Adaptive Cruise Control

EECS461 project for embeded control system

Posted by Yanqi Liu on August 24, 2015


We are assigned to design and implement an adaptive cruise control system in Simulink. In the manual mode, we will be able to use the haptic wheel to drive the car in simulation and use the potentiometer to control the speed. In the speed or velocity mode, the car would be able to keep a safe distance from the car in front of it and drive on a constant speed if there is no car in front of it. In the auto steering mode, we no longer need to use haptic wheel to control the car. We implement a PID control system to always keep the car in the middle of the lane. We break down the entire project into three tasks. In the first task, we will be able to use the haptical wheel as the steering wheel to control the direction of car. In the second task, we will be able to implement adaptive cruise control to make sure the car will automatically adjust position and velocity if there are other cars in front of it. Finally, we will be able to achieve the automatic steering, where the car will adjust itself to always keep driving at the middle of the lane.

The haptic wheel we use in the lab to represent the steel wheel.

Pick Lead Logic

If there is no car driving in front of us, then our car will be the lead car. Otherwise, of all cars that is in front of us, we would pick the one that is the closest to us.

Automatic Steering Controllers

We first created the PD controller with Kd = 0.05,and Kp = 0.5. It was suggested that the Kd value lie between 0 and 0.1, so we chose a middle value to start with. We used the same methodology for choosing Kp, only with a suggested value between 0 and 1. Our PD controller was outputting the desired delta based on the position, n, in the lane, with n = 0 being the centerline. For example, if n > 1, the desired delta would represent a need to turn the wheel left. To test the effectiveness of our K values in the PD controller, we modified our system to use the output of the PD controller as the input to vehicle dynamics instead of the received delta value from CAN. By using delta desired instead of the actual delta, we were able to fine-tune our system to drive perfectly down the center lane (however unsafe this may be). After trying several values above and below the initial choices, we agreed that our starting values were sufficient, so our system had Kd = 0.05 and Kp = 0.5.

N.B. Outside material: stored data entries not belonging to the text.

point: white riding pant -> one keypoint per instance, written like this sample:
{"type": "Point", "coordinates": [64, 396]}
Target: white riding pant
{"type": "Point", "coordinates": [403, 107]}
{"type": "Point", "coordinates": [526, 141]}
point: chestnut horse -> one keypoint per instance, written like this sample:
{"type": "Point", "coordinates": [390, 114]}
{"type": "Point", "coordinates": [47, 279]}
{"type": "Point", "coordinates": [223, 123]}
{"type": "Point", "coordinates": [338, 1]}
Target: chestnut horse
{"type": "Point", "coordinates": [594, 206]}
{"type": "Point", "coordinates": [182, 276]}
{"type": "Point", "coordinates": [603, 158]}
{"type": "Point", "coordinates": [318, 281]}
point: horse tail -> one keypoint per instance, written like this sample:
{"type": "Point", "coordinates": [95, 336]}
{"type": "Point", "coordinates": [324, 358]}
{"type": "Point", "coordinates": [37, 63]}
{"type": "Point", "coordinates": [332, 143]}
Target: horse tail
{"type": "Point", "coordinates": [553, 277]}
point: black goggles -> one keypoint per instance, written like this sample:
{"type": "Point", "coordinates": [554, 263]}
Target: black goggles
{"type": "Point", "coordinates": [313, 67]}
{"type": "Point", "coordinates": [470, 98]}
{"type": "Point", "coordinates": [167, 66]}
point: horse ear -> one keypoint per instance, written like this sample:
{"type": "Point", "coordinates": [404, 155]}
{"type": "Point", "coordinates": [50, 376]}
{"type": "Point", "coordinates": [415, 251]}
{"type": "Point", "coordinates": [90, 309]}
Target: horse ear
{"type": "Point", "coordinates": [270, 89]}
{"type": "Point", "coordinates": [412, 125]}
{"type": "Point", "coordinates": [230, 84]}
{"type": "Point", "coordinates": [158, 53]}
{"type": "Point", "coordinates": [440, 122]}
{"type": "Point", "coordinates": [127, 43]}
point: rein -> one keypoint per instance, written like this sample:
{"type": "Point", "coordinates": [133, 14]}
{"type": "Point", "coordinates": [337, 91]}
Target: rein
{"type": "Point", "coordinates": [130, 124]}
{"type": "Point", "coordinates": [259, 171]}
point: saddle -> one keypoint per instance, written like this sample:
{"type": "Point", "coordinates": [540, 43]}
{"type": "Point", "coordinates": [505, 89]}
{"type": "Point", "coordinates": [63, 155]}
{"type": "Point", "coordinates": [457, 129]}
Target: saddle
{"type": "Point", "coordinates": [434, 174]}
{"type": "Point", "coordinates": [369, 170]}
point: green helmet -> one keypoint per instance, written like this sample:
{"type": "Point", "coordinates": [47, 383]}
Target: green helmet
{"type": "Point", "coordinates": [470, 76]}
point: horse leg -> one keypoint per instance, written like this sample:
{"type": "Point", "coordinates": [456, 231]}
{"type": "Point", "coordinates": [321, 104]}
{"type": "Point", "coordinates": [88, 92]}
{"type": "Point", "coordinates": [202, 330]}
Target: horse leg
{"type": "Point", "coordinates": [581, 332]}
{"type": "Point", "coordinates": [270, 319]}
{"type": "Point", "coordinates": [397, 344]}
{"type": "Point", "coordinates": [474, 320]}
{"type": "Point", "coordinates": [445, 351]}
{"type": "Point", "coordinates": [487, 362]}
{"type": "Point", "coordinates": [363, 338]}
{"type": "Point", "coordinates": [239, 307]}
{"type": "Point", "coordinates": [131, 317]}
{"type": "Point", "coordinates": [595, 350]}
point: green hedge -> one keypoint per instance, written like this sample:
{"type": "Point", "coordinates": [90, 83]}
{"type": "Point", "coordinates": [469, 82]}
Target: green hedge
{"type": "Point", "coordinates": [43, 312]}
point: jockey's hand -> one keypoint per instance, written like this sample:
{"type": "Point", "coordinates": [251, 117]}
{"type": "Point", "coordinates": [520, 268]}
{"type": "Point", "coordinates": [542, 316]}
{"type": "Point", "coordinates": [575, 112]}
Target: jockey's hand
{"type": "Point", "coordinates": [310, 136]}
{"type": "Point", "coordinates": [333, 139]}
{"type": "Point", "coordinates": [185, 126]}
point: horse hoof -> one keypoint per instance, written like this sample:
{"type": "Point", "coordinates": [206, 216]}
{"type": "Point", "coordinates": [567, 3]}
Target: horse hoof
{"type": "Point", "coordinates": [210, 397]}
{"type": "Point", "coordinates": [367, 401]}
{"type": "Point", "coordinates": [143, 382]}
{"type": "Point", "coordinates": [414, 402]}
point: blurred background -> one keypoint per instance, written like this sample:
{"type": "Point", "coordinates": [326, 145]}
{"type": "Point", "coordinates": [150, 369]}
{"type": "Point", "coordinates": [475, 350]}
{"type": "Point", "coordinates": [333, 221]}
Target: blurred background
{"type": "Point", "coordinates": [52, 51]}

Next, we reconnected the received delta to the vehicle dynamics to ensure the vehicle would operate properly when automatic steering was disabled. We then created the PID controller with arbitrary initial values of Kd = 50, Ki = 0.01 and Kp = 400, based on a suggested range with input of the delta offset between the received delta and the desired delta from the PD controller. The PID controller then output the automatic torque associated with the corrective steering needed to maintain a course on the centerline. This value was then added to the self-aligning torque if automatic steering control was enabled. We found that the chosen starting values caused frequent over-correction and resulted in oscillating around the centerline. After a process of trial and error, modifying each K value independently, we found that Kp was the value in charge of correction amplitude. We had several problems during the trial and error process that will be discussed in the encountered problems section. We finally settled on on K values of Kd=50, Ki = 0, and Kp = 550 which allowed the automatic steering to work sufficiently.

Encountered Problems

We had a problem where the car starts to lose control when the speed exceeds 25 mph. We solved it by dividing the haptic wheel angle input by 10 so that the read in steering angle will be smaller to make the system more stable.

When we tried to implement the auto steering control, the haptic wheel became unstable once we start the program. After making sure we have the correct sign for each input, we changed the Ki value from 0.01 to 0 and that solved the problem.

Another problem we met is in implementing the adaptive cruise control. The system would be either in complete manual mode or complete adaptive cruise control mode. Then we figured out that the dip switch input is not properly read. We changed into a different dip switch and then solved the problem.